I completely agree that talking to the PG's is the best way to get that information, however getting through to them is not always possible, especially for pre-meds. Secondly, I should clarify that when I said "stigma" (or "stimga"...whatever) I meant that IMG's are usually selected after US DO's for residency spots, all else being equal. I think we can agree that info is accurate. Finally, I do have some inside info regarding a few PG's decision-making in this area, though only a few. I agree with your post, though, and you can get a good idea which DO schools have better general reps and better reps regarding specific specialties the same way one figures that info out for MD pgms...match-lists being the most important piece of info, obviously.
 
i heard that some states don't accept caribbean graduates from some schools...do any of you know which schools these are? and which states are not recognizing the degree?

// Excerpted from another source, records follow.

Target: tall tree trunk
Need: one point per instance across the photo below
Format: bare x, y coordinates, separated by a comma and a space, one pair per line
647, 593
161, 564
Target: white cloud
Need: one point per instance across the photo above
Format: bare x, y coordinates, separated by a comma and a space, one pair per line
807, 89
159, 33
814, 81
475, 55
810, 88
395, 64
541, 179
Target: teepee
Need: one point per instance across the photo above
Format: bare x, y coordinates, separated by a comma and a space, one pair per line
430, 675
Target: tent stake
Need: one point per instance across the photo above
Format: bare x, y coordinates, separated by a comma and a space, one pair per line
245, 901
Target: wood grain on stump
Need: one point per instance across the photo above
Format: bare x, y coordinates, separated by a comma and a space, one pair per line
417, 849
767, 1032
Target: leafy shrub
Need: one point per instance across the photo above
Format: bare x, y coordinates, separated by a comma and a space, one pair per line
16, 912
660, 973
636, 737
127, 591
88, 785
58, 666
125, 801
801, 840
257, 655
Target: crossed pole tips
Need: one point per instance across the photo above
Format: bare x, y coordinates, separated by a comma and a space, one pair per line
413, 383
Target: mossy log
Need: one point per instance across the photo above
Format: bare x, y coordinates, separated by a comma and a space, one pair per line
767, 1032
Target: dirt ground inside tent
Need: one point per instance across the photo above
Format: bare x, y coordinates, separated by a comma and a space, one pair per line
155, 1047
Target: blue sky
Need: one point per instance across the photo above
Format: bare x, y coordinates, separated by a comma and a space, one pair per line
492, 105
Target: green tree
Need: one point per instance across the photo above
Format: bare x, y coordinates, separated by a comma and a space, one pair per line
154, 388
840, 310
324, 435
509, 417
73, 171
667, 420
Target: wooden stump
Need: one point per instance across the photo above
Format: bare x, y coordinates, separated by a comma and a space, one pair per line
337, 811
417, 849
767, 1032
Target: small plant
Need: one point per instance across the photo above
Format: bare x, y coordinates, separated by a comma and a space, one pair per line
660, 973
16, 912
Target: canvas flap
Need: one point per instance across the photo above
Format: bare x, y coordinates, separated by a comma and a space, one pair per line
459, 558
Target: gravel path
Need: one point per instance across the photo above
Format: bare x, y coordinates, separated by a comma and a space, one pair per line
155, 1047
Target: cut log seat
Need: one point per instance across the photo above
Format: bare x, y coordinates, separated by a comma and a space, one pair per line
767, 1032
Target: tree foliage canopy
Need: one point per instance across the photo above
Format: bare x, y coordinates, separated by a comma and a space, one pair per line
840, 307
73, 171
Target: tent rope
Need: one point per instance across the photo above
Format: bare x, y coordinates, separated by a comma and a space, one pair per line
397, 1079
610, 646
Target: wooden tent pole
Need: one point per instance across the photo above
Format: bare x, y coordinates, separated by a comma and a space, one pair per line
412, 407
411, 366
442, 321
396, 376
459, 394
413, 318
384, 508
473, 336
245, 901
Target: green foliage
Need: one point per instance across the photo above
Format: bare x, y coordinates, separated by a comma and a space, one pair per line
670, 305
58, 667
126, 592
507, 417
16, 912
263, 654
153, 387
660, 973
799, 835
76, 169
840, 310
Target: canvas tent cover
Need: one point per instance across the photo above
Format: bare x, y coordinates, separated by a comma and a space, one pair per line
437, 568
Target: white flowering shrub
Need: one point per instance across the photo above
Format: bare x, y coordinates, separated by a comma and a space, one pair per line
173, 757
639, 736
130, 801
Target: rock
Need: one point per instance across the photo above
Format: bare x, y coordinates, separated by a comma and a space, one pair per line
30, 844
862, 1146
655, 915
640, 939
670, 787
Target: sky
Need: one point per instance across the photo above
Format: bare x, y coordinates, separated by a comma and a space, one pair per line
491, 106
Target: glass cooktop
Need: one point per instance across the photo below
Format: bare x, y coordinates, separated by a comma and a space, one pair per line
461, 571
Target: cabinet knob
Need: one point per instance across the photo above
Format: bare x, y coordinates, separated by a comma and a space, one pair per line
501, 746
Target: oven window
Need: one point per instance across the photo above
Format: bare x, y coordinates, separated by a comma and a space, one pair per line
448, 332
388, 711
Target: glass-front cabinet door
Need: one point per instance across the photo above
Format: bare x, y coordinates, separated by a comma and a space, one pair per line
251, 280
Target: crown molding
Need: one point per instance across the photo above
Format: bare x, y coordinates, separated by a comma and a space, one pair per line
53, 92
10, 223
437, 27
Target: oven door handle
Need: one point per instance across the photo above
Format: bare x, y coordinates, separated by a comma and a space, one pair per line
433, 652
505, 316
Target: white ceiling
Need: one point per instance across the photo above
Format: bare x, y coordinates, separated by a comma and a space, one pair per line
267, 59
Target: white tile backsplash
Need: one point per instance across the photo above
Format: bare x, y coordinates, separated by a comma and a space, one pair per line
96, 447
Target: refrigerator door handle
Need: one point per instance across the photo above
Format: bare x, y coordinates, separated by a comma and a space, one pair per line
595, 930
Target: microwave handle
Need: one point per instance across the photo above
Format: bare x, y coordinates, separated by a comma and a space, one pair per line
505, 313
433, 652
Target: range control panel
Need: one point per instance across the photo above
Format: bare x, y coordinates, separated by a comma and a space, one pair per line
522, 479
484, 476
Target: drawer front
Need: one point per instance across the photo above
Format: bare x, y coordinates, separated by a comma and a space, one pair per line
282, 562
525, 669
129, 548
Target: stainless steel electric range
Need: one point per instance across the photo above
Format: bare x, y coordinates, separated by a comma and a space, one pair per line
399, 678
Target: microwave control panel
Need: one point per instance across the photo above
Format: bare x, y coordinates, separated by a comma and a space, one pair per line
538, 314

also, i know that DOs only have a very selected number of spots for the more competitive specialties. i was wondering how these numbers compare to spots for FMGs. if you graduate from a caribbean school, are you competing against all MDs for all of the spots (and purely based on board scores)? or are there specific spots for FMGs?
 
i heard that some states don't accept caribbean graduates from some schools...do any of you know which schools these are? and which states are not recognizing the degree?

also, i know that DOs only have a very selected number of spots for the more competitive specialties. i was wondering how these numbers compare to spots for FMGs. if you graduate from a caribbean school, are you competing against all MDs for all of the spots (and purely based on board scores)? or are there specific spots for FMGs?
 
lala83 said:
i heard that some states don't accept caribbean graduates from some schools...do any of you know which schools these are? and which states are not recognizing the degree?

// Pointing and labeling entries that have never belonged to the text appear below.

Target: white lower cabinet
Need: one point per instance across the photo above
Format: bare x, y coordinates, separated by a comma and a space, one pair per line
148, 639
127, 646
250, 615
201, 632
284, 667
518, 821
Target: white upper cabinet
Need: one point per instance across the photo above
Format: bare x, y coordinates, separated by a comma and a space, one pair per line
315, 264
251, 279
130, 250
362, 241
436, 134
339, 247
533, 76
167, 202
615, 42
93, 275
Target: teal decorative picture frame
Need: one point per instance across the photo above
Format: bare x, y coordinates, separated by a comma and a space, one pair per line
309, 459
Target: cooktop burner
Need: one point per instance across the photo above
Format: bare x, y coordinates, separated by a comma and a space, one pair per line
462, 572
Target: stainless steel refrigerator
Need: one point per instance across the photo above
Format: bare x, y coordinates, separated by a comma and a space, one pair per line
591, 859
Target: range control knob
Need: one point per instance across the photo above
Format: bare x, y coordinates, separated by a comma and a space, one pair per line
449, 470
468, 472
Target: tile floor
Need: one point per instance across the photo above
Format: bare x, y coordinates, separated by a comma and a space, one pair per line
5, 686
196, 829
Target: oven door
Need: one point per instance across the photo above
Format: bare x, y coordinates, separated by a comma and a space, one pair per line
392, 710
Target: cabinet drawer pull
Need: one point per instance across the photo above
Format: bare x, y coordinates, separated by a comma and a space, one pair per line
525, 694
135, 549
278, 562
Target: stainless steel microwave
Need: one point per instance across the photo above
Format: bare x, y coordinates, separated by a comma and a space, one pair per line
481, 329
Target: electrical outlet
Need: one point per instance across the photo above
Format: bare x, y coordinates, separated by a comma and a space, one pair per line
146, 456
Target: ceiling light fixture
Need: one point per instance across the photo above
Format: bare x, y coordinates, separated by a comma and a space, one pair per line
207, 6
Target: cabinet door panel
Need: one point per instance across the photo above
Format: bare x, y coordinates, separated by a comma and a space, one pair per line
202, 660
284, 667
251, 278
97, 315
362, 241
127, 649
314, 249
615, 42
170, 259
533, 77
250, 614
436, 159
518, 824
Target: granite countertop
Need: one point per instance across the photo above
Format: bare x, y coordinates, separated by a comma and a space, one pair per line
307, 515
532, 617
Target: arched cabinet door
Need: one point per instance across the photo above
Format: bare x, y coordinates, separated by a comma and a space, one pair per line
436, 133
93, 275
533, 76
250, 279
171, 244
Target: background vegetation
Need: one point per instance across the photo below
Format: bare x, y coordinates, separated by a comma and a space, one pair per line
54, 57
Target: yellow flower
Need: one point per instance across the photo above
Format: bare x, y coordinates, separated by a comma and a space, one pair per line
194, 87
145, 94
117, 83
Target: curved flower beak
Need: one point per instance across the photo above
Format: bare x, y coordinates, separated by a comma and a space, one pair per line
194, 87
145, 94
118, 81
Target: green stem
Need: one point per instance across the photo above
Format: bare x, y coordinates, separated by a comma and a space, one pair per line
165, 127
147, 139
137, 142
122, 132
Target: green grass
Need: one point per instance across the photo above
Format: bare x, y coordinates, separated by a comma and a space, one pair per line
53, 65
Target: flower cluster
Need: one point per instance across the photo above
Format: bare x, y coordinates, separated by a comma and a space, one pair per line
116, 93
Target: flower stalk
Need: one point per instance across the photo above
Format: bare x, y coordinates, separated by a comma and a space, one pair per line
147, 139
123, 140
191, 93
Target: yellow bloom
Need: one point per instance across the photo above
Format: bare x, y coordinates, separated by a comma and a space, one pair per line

also, i know that DOs only have a very selected number of spots for the more competitive specialties. i was wondering how these numbers compare to spots for FMGs. if you graduate from a caribbean school, are you competing against all MDs for all of the spots (and purely based on board scores)? or are there specific spots for FMGs?

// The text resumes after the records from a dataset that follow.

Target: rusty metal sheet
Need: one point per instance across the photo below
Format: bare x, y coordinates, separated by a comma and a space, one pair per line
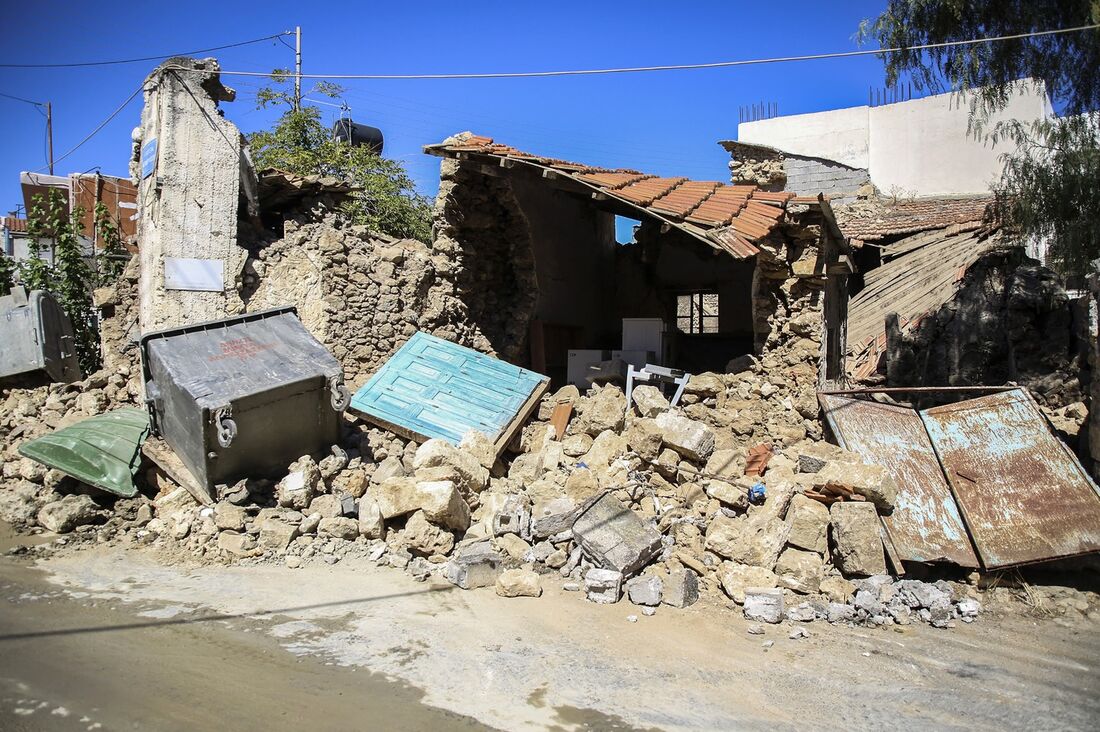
925, 524
1024, 495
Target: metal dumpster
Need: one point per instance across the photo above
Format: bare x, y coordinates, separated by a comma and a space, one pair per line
243, 396
35, 339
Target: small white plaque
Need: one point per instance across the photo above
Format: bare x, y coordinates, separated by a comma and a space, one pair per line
195, 275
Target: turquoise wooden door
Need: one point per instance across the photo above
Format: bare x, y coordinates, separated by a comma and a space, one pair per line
437, 389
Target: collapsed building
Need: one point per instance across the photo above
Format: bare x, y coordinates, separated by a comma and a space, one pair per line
730, 493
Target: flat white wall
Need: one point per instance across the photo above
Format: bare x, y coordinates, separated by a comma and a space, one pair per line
839, 134
916, 148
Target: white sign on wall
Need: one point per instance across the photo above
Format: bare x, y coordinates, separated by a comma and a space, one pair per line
195, 275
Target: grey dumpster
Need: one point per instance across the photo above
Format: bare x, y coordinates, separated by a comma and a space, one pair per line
243, 396
35, 339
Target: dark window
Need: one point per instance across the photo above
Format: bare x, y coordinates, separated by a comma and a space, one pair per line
697, 313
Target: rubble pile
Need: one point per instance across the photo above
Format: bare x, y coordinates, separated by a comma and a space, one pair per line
650, 507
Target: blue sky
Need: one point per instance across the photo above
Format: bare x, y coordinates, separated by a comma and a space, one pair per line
663, 122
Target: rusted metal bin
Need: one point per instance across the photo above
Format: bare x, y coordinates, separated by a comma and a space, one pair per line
36, 341
243, 396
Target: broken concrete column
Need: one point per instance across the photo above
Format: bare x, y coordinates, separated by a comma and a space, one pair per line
188, 175
615, 537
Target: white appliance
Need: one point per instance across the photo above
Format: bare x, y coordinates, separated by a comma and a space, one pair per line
576, 366
645, 335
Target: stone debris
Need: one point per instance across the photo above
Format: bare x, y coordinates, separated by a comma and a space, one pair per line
651, 503
603, 586
518, 583
763, 604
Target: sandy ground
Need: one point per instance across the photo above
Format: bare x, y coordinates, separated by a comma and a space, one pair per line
116, 638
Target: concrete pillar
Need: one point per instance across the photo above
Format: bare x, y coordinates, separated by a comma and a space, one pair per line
189, 162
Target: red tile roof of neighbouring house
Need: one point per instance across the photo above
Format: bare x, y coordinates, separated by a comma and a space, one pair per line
876, 219
732, 218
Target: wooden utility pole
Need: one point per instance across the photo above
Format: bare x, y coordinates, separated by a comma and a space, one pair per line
297, 68
50, 134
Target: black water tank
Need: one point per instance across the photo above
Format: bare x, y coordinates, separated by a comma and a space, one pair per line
359, 134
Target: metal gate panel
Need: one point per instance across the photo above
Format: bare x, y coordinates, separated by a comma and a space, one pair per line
925, 524
1024, 495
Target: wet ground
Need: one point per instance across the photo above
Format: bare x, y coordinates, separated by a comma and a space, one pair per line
116, 638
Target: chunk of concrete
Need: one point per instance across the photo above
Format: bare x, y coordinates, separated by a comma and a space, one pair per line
755, 539
513, 517
736, 578
648, 401
473, 566
763, 604
857, 538
72, 511
873, 482
645, 590
552, 516
690, 438
809, 522
518, 583
443, 504
800, 570
615, 537
681, 589
603, 586
459, 466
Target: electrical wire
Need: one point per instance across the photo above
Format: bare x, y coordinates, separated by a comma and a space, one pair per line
98, 128
134, 61
677, 67
11, 96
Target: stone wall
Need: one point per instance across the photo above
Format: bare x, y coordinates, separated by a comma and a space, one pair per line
360, 293
1011, 320
483, 243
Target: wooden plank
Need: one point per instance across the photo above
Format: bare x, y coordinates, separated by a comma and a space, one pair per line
560, 418
166, 459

The 4 schools recognized by all 50 states are: SGU, ROSS, AUC, and Saba. The first 3 are known as the "Big 3" schools and are considered the better schools of the carribean.

DO do have their own residencies. There are a lot of anesth., ortho, radiology, ent..........available only to DOs. You might see maybe 1 or 2 total carribean students getting ortho or ent each year. I think there were about 250 spots for DO ortho and another number similar to that for DO anesth.

DOs have difficulty getting into those residencies in the allopathic field just as do carribean grads. I d say they (DO students) are probably very similar in their chances at getting a competitive residency as are students from SGU or Ross.
 
lala83 said:
, are you competing against all MDs for all of the spots (and purely based on board scores)? or are there specific spots for FMGs?
IMGs are competing against all applicants ..US grads,IMGs ..DOs when applying for residency.There is no such things as competing "purely on board scores" There are many variables which determine residency selection.Board scores are important but raely is the selection made on them alone.
The problem with being an IMG is that US grads will have a big advantage even with equal or lower board scoes.It will take alot for an IMG to even the playing field.